= Mrs Philarmonica =

Mrs Philarmonica (fl. 1715) was the pseudonym of an early-18th century English female, Baroque composer. She published a collection of 6 trio sonatas for two violins with violoncello obbligato and continuo, as well as a set of 6 divertimenti for 2 violins, violoncello or harpsichord (or organ) with Richard Meares in London about 1715. Her actual identity is unknown.

==Works==
Selected works include:
- Sonatas for two violins with violoncello obbligato and continuo (violone, harpsichord or organ) Vol I. Edited by Barbara Jackson (Clar-Nan Editions, 2002).
- Sonatas for two violins with violoncello obbligato and continuo (violone, harpsichord or organ) Vol II. Edited by Barbara Jackson (Clar-Nan Editions, 2003).
- Sonatas parte seconda: Divertimenti da Camera for 2 violins, violoncello or harpsichord (or organ). Vol. III. Edited by Barbara Jackson (Clar-Nan Editions, 2004).

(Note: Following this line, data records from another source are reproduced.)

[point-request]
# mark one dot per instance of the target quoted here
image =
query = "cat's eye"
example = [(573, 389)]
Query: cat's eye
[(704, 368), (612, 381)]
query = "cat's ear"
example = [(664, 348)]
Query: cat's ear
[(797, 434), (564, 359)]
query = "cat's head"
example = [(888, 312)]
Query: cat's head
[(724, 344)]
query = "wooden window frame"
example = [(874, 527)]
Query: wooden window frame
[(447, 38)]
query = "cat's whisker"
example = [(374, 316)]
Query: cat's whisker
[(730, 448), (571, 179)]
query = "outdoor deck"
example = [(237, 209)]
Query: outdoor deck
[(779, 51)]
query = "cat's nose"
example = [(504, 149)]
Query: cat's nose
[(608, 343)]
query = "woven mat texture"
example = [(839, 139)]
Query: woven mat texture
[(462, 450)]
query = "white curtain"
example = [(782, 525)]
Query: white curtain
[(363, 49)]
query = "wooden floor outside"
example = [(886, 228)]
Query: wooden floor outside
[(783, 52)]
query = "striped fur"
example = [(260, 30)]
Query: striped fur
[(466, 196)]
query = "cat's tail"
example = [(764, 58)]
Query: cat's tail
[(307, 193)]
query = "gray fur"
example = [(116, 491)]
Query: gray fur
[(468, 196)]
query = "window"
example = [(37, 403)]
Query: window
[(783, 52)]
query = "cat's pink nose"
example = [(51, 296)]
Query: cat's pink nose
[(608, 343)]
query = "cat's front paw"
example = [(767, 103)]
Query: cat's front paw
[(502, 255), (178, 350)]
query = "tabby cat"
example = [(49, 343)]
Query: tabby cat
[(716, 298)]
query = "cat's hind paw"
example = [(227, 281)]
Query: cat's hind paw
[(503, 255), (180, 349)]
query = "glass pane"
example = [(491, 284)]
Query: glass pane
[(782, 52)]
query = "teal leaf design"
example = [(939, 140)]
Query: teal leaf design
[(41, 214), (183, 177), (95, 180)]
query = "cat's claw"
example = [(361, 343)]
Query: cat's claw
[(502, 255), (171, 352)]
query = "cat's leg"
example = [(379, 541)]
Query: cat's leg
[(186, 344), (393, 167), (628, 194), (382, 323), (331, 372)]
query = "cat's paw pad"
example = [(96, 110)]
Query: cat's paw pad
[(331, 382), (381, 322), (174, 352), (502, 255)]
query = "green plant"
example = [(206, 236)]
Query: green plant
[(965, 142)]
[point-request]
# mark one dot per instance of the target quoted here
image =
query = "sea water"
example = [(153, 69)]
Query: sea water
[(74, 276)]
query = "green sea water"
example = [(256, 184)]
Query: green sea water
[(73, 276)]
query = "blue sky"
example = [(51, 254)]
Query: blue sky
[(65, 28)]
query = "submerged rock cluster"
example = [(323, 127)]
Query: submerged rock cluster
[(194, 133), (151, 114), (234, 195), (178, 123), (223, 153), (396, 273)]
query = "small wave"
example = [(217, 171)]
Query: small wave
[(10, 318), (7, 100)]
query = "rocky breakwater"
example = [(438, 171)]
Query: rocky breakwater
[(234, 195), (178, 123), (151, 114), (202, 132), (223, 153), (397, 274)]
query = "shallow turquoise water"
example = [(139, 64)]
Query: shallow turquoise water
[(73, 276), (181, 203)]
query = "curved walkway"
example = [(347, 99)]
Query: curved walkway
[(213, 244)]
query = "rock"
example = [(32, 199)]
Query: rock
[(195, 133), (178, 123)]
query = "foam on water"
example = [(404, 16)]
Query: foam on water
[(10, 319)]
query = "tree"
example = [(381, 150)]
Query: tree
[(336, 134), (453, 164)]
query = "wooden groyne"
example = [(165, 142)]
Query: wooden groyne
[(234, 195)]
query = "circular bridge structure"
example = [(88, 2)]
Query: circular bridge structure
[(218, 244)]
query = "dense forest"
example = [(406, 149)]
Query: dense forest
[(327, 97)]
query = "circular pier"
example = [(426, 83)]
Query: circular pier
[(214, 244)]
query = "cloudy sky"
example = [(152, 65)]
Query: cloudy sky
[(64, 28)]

- Sonatas parte seconda: Divertimenti da Camera for 2 violins, violoncello or harpsichord (or organ). Vol IV. Edited by Barbara Jackson (Clar-Nan Editions Clar-Nan Editions, 2005).
- Trio Sonata in A for 2 violins, violoncello, harpsichord (Louisville, KY: Editions Ars Femina, 2000) (Check worldcat.org for location or borrow from University of Michigan library.)